To examine the identified DEPs in more detail, the authors analyzed the expression patterns of 218 DEPs using GeneCluster 2.0. The DEPs were grouped into 6 clusters: c0, c1, c2, c3, c4, c5. The 6 clusters were further grouped into three antagonistic pairs (clusters pairs: c1 vs c3, c1 vs c4, c2 vs c5). Proteins in c0c3 sets were assumed to contribute to the variability between D68/MH63 and MH86/ZH10. Proteins grouped into c1c4 sets possibily separated MingHui from D68/ZH10. Furthermore, the c2c5 sets may be the main contributors to the separation between japonica and indica rice. Although there were large changes in expression of these proteins among nontransgenic varieties, their expression was similar between transgenic lines and their respective controls in all clusters.
The authors further performed PCA for the 218 DEPs to estimate the contribution of DEPs to the total variability observed within rice lines and identify proteins responsible for the variability.
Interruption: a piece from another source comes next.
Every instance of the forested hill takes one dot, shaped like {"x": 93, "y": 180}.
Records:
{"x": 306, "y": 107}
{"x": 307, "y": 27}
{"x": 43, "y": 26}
The results of the PCA confirmed the authors finidings from cluster analysis that proteins in 3 clusters pairs (c1c4, c2c5, and c0c3) may have a distinct contribution to the entire variability of the data set.
Next, the authors evaluated the distribution on 218 DEPs involved in different function categories and subcategories in cluster pairs c0c3, c1c4, and c2c5. The results of this analysis clearly showed different functional categories and subcategories-related proteins distributed heterogeneously in these cluster pairs. For example, metabolism-related proteins were mainly in c1c4 and c2c5, but less so in c0c3. Protein synthesis and destination-related proteins were more often in c0c3 and c2c5 than in c1c4. Most of the defense response-related proteins were in c0c3 and c1c4. Thus, the different functional categories in these clusters confirmed differences in biological processes in all analyzed rice lines.
To investigate the changes in biological processes as a result of natural genetic variation, conventional breeding, and transgene modification, the authors performed expression profile analysis of protein groups associated with nine functional categories and subcategories showing significant contribution to the differences. The expression patterns of proteins involved in glycolysis and starch synthesis were similar, with relatively high levels in 2 nontransgenic MinHui varieties and low levels in D68 and ZH10. The opposite relationship was found with proteins involved in the TCA pathway. All in all, the expression of proteins in transgenic lines and their respective controls was changed, but the changes were similar to those observed between certain non-transgenic varieties.
All these data combined suggested that GM does not significantly alter the rice seed proteomes as compared with natural genetic variation and conventional genetic breeding. Specifically, the integration in rice genomes and expression of bar or cry1Ac/sck do not change the proteome patterns as compared with natural genetic variation and conventional breeding. Apart from the safety conclusions of this experiment, the results also show that the proteins differentially expressed in nontransgenic rice varieties had functions in central carbon metabolism, starch synthesis, protein folding and modification, and defense response. For future experiments, these processes can be further investigated to differentiate and explore rice varieties.